Danny Yee reviews a book with an irresistible title: Rise, Ye Sea Slugs!, by Robin Gill (Paraverse, 2003), “a collection of a thousand haiku about sea cucumbers (namako), given both in Japanese and in translation, and with extensive commentary.”
An introduction places namako in Japanese culture, defends the use of “sea slug” for what are actually sea cucumbers rather than nudibranchs, surveys their taxonomy, and touches on some issues in defining and translating haiku. The bulk of the book divides up the haiku by aspects of sea slugs: frozen, featureless, protean, do-nothing, agnostic, mystic, scatological, helpless, meek, ugly, lubricious, just-so, tasty, slippery, chewy, drinking, silent, melancholy, stuporous, nebulous, and cold, with a large “sundry sea slugs” chapter for everything else….
And Rise, Ye Sea Slugs! offers a different perspective on Japanese culture, with insights into history, literature, mythology, food, and more. These take the form of scattered details rather than substantial analysis, but they are given context by the haiku they help explain.
“‘Mountain’ and ‘ocean’ are formal antonyms in Japan, where one may still be asked whether one plans to vacation in the former or the latter.”
Gill’s tone is relaxed and informal and he doesn’t take himself too seriously or struggle for academic respectability, but he is still precise in his own way, and insanely erudite.
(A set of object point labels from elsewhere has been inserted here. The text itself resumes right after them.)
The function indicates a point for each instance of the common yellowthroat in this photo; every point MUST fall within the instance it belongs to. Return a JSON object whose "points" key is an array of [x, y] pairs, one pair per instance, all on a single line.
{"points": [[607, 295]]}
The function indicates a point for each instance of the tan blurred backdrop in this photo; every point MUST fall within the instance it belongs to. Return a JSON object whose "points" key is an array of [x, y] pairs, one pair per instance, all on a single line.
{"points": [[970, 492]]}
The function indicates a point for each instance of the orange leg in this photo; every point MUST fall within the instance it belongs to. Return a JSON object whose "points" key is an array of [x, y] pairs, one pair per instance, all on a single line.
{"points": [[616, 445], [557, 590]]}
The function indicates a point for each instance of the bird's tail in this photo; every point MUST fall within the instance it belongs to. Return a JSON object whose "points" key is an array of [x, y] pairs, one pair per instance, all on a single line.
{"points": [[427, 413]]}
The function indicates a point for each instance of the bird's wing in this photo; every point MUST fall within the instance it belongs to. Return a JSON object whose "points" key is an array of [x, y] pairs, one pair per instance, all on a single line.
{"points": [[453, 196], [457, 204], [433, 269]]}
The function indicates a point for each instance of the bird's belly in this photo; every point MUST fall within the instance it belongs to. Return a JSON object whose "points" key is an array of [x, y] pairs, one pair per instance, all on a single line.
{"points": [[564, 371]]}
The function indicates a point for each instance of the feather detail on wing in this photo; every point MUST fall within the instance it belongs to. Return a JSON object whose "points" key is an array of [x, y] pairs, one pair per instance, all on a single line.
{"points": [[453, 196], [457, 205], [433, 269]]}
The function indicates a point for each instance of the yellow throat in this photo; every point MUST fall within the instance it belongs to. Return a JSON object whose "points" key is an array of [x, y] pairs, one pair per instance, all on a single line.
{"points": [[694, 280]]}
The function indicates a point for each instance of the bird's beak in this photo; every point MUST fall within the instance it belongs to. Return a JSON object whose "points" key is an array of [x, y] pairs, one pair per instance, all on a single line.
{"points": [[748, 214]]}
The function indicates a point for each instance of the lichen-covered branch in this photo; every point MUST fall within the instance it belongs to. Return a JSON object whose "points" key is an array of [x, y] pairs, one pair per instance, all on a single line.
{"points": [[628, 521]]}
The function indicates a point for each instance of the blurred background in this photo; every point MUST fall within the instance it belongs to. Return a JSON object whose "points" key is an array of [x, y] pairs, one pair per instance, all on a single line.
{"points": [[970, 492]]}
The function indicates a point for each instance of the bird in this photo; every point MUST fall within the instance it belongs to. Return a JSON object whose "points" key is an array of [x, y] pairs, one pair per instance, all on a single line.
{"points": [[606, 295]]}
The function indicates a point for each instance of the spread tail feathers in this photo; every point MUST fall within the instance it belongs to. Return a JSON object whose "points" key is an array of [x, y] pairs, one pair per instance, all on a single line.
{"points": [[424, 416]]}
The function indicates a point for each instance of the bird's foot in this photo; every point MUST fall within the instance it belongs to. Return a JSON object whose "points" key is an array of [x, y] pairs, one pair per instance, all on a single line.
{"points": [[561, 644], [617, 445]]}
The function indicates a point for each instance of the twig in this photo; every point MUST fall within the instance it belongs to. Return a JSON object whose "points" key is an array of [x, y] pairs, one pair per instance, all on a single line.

Kids in Micronesia used sea slugs as water pistols–by picking them out of the water, aiming, and squeezing. The Chinese appetite for sea cucumbers (and sandalwood) brought many Pacific islands into world trade networks. The bêche de mer (‘sea cucumber’) trade gave rise the name of the lingua franca of Vanuatu, Bislama. There’s definitely room for a book by Mark Kurlansky on Sea Cucumber: A Biography of the Slug that Changed the World.